With President-Elect Obama’s announcement that he will establish an “Apollo Project” to develop a Green Economy, there is no doubt that “the Green Technology train has left the station.” Indisputably, investors will start to invest heavily in companies that appear to possess commericializable Green Technology that will enter the marketplace as the US embraces the Green Economy and develops the necessary infrastructure to make this happen. Before staking a claim to one or more of these companies, however, investors should understand whether existing patent rights owned by third parties could undermine the investment potential of even the most promising Green Technology innovators.

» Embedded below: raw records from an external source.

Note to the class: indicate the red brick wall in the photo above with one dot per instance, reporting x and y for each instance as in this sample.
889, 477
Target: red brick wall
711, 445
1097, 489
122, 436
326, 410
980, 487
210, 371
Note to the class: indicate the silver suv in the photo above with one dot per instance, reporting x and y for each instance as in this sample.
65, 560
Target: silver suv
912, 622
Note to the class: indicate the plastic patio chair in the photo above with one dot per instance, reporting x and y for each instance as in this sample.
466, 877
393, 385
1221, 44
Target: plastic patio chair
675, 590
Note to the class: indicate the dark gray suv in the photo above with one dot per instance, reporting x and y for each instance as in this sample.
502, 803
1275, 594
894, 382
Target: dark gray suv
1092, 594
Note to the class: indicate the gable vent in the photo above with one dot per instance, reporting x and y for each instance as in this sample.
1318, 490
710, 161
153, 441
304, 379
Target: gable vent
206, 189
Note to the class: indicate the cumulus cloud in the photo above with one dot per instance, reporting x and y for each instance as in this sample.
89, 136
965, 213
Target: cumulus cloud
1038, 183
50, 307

Anyone seeking to capitalize on the Green Economy and its attendant Green Technology must recognize a fundamental reality of US patent law: in granting a patent, the Patent Office cares only that an invention is useful, novel and nonobvious. Significantly–and this is the rub for investors in Green Technology companies–the Patent Office cares not a wit that an invention has commercial significance either today or in the future. As a result, many patents exist today for inventions that did not possess commercial viability when the patent issued, but that cover Green Technology that today may be on the cusp of commericialization. The owners of such patents can (and quite likely will) enforce their rights against those companies that successfully introduce that same Green Technology into the marketplace. Put simply, investors in Green Technology innovators must be hyper-diligent to ensure that inventors who had the same idea but could not commercialize that technology do not derail their commercial plans.A salient and well-known example of an inventor extracting a patent toll from a successful innovator is found in the infamous NTP vs. Research in Motion (“RIM”) patent litigation. In this case, NTP acquired patents issued in the early 1990’s to email technology for use on mobile devices. The inventor of the NTP-owned patents never commercialized the patented technology and the patents issued several years before RIM introduced the technology into its BlackBerry(r) device. Nonetheless, after several years of contentious litigation, RIM settled with NTP for over $600 million. The huge settlement was bad enough, but RIM also suffered from loss of market share due to the uncertainty resulting from the litigation, which certainly led to significant additional financial loss. No doubt investors in RIM would have liked to know about the NTP-owned patents prior to making their investments in this mobile email innovator.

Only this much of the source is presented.